In my very first post I introduced you all to my Grandma Caroline.
I have her to thank for my awesome eyebrow arches (its more awesome than you realize) and my strong healthy nails (also another trait that I now have come to really appreciate). She is the reason that I love cooking anything Italian....or just anything in general really. She has always supported me no matter what. She even tried to teach me patience but that is an uphill battle.
Over the last couple of years she has taken a well deserved break from cooking but when I was growing up I remember staying in the kitchen while she would cook all day on Sunday. When she went into the dining room to set the table I always snuck a piece of Italian bread in her gravy. (Italian's way of saying sauce) I am still grateful for my childhood metabolism otherwise I would have been a million pounds after visiting her. Her food wasn't always figure friendly but I have tried to make small tweaks so that its a little better for you. But enough strolling down memory lane, lets get down to the food.
These are my grandma's meatballs (tweaked). Dont worry-For all of you that want to go full force Italian, I will also put what my g-man usually uses.

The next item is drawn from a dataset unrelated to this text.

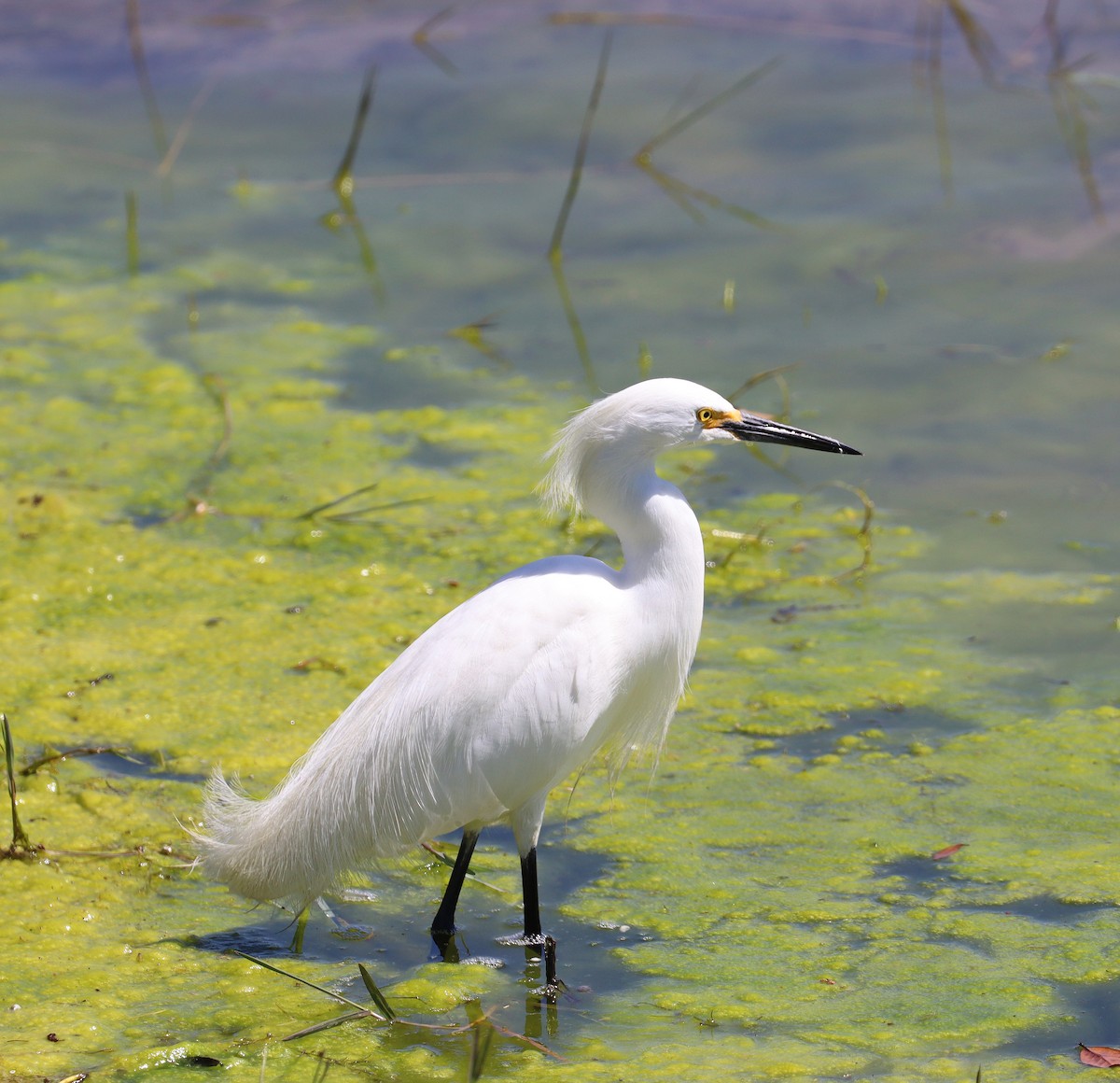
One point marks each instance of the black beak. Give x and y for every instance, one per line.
x=762, y=430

Now-grab all your ingredients.
1 pound of 93/7 Ground Turkey (or 1 lb. of mixed veal, pork, beef)
2 large eggs
1 tsp. minced garlic
2 slices of stale smart white bread (or Italian bread)
a splash of red wine
1 or 2 tsp of locatelli cheese
parsley, basil, salt and pepper (to taste)
*not pictured* healthy chicken broth (or regular chicken broth)

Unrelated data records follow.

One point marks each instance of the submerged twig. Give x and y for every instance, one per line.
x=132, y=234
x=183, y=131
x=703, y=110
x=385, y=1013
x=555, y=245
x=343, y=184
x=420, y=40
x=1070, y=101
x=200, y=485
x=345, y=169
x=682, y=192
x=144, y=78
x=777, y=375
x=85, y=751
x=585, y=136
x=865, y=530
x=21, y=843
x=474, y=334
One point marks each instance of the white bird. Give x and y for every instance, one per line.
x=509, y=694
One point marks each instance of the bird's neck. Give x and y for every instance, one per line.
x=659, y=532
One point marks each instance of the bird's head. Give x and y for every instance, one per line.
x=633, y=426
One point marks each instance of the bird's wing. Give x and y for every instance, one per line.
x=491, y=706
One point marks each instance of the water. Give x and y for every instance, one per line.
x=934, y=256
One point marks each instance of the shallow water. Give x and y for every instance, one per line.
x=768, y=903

First step is to toast the bread if you don't have stale bread. Then break it apart and soak it in a little bit of chicken broth. Just enough to get wet but not drenched.
Then mix all ingredients in a large bowl.
Mix well. I use my hands but you can use a fork if you want. Next heat a large skillet. I used healthy cooking spray but you can use oil. While it is heating start forming the meat into balls to brown in the skillet.
Will you look at that demonstration technique. I am a natural Vanna White. I muse have missed my calling. :)
After they have browned, place in your favorite sauce (I use my grandma's recipe but I'm not quite sure if I'm ready to give that one up yet), cover and simmer for at least 45-60 minutes. After that, they are good to go.
Yum! I love them and so does Tim. We worked out the healthier recipe and if you make 16 meatballs the calories come out to 70 per meatball. Not too bad for the size of them. They are so filling too.
So try it out and let me know how it goes! Have you made over any recipes so they are a little easier on the waistline. I have made that my latest mission in the steps towards being healthier.